Irina Drozd’s contribution to Orbis Imaginalis introduces a pictorial and sculptural system in which ornament, corporeality, childhood iconography and material transformation become inseparable, because the works consistently begin from historically stabilised visual languages and subsequently subject them to processes of mutation that alter their symbolic function. The porcelain figures preserve references to decorative sculpture, Rococo figurines, domestic objects and the visual culture of intimacy, refinement and ornament, while simultaneously allowing organic forms, fleshy protrusions, root systems and hybrid extensions to emerge from within these structures. The object therefore remains recognisable and unstable at the same time. Historical memory persists, yet its order changes.
This mechanism acquires particular significance in the porcelain works because porcelain itself carries an extensive cultural history linked to collecting practices, aristocratic interiors, domestic display and the codification of taste. Rosalind Krauss’ writings on sculpture and expanded categories become relevant here since Drozd continuously moves between object, body and image without preserving strict disciplinary boundaries. The figurines cease to function as autonomous decorative entities and begin operating as active sites of transformation in which ornament enters biological processes and matter acquires an almost metabolic character.

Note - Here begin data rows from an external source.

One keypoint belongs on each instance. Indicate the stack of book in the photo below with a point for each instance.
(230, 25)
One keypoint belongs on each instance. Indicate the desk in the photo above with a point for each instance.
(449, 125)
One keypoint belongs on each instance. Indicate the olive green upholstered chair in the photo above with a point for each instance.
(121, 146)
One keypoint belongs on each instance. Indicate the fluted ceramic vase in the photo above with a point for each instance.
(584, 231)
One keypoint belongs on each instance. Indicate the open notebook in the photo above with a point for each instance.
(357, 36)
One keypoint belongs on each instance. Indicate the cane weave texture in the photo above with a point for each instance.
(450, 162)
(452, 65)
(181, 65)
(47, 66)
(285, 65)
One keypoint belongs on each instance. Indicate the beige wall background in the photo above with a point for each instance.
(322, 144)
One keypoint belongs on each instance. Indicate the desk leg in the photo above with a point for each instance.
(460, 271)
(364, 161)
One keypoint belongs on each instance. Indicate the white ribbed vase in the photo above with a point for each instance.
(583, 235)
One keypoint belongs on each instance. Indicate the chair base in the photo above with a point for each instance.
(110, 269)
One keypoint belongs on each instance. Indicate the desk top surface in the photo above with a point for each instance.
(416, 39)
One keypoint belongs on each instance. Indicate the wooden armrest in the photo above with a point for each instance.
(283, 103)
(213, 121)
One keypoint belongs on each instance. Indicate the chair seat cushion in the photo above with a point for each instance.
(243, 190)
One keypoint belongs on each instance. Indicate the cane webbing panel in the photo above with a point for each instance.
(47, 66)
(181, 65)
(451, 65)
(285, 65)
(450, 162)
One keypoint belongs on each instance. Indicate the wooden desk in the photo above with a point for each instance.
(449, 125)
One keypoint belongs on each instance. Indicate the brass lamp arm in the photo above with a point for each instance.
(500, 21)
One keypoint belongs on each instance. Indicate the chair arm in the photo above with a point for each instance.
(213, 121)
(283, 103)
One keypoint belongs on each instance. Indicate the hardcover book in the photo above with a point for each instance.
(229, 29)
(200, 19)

The paintings extend this logic through another register. Child figures, floral systems, red organic masses, roots, seeds, bodily fragments and proliferating forms appear repeatedly and construct worlds in which childhood loses its conventional association with innocence and instead becomes a zone of instability, memory and psychic projection. The child occupies a structurally complex position within these works because it functions simultaneously as image, witness and carrier of transformation. Julia Kristeva’s theory of abjection provides an important framework at this point since it addresses precisely those moments in which established boundaries between body, object and environment lose stability and symbolic systems encounter their own limits.
Mikhail Bakhtin’s concept of the grotesque body further deepens this reading because his understanding of corporeality is built around openness, expansion, permeability and continuous exchange with the surrounding world. Drozd’s practice operates through comparable processes. Bodies extend beyond anatomical limits, decorative structures move toward organic growth and ornament develops into a living system. Transformation therefore appears as a constitutive principle of the image itself.
Hans Belting’s image anthropology becomes equally productive because Drozd repeatedly destabilises the distinction between image, body and medium: sculpture becomes almost an organism, porcelain becomes almost flesh and ornament enters the territory of growth. The works remain suspended between categories and maintain coherence through continuous transformation.
Within Orbis Imaginalis, this mechanism resonates directly with Borges’ Tlön, Uqbar, Orbis Tertius, because Borges constructs worlds sustained through internally coherent systems whose reality emerges from their own logic. Drozd’s practice generates comparable worlds. Organic structures proliferate according to internal necessity, symbolic orders shift from within and meaning develops through accumulation, mutation and reconfiguration.